Y esta vez no es cuestión de que un país haya implementado un sistema para controlar las emisiones de ruido o que se hayan realizado pruebas de emisiones en una ciudad concreta de España, esta vez ha sido la propia DGT, en su revista digital, la que ha confirmado que está probando dos nuevos sistemas para vigilar las incorporaciones, tanto con ceda el paso como con señales de Stop.

Según los datos del organismo, 1.093 conductores implicados en accidentes con víctimas no había respetado un Stop.
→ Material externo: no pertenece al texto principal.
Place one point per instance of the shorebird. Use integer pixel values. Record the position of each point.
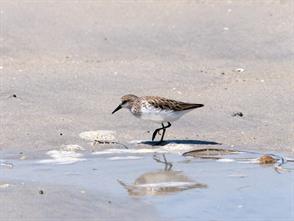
(157, 109)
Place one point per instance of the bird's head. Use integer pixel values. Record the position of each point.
(126, 102)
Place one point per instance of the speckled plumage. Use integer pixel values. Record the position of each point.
(156, 109)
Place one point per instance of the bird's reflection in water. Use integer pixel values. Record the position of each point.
(161, 183)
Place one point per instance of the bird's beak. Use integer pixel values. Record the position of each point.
(116, 109)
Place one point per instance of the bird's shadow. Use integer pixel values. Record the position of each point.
(191, 142)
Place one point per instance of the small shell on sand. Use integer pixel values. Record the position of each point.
(267, 159)
(103, 136)
(4, 185)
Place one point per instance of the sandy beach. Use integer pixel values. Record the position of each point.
(65, 65)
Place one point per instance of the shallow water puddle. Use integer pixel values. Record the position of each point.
(208, 184)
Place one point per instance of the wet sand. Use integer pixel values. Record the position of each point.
(65, 65)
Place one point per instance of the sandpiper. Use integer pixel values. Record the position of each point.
(156, 109)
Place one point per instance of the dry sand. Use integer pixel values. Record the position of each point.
(69, 62)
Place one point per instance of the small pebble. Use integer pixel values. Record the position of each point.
(266, 159)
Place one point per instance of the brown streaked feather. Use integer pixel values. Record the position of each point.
(163, 103)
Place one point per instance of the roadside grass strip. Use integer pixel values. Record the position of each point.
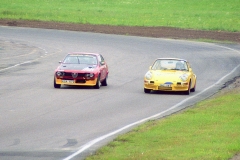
(208, 130)
(220, 15)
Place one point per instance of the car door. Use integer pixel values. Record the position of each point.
(103, 68)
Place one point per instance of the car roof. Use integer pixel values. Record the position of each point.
(83, 53)
(179, 59)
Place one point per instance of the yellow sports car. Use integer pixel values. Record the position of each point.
(170, 74)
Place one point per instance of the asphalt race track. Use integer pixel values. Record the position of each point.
(43, 123)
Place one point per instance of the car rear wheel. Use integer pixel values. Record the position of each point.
(97, 86)
(104, 82)
(147, 90)
(56, 85)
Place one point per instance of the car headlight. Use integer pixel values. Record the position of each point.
(148, 75)
(60, 73)
(184, 77)
(90, 75)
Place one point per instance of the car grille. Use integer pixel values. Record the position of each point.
(67, 74)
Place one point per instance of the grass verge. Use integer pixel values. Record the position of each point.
(201, 15)
(209, 130)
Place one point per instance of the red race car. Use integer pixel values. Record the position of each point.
(82, 69)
Son datos preocupantes, pues es una de las infracciones más habituales, por detrás de las clásicas (no respetar los límites máximos de velocidad o las distracciones).

Para poner freno a estas cifras, la DGT ya cuenta con dos sistemas de cámaras en fase de pruebas que servirá para castigar a los infractores que no respeten la línea continua en una incorporación o las señales de Stop. De su incorporación a las carreteras españolas, sin embargo, todavía no tenemos fecha concreta.

Detenerse por completo

Aunque en los titulares de algunos medios se apunta a que los nuevos controladores de tráfico de la DGT multan con 200 euros, la verdad es que esto no es cierto, pues, como decíamos, nos encontramos en una fase de prueba.

Dicho esto, los "radares de Stop" son, en realidad, cámaras capaces de comprobar si el vehículo se ha detenido por completo ante una señal de este tipo. Hay que recordar que en un ceda el paso no es necesario detenerse si no se incurre en ningún riesgo a la hora de incorporarse, pero sí lo es cuando nos encontramos una señal de Stop.

Según el organismo, una cámara vigila la llegada de los vehículos a la zona de la señal. Ésta está calibrada para comprobar si el vehículo detiene la marcha por completo. De no ser así, se realizan las fotografías pertinentes y la información se envía al Centro de Tratamiento de Denuncias Automatizadas, donde se tramita el expediente y, en este caso, la sanción de 200 euros. Un funcionamiento muy similar al de las cámaras de cinturón o uso del teléfono móvil, por ejemplo.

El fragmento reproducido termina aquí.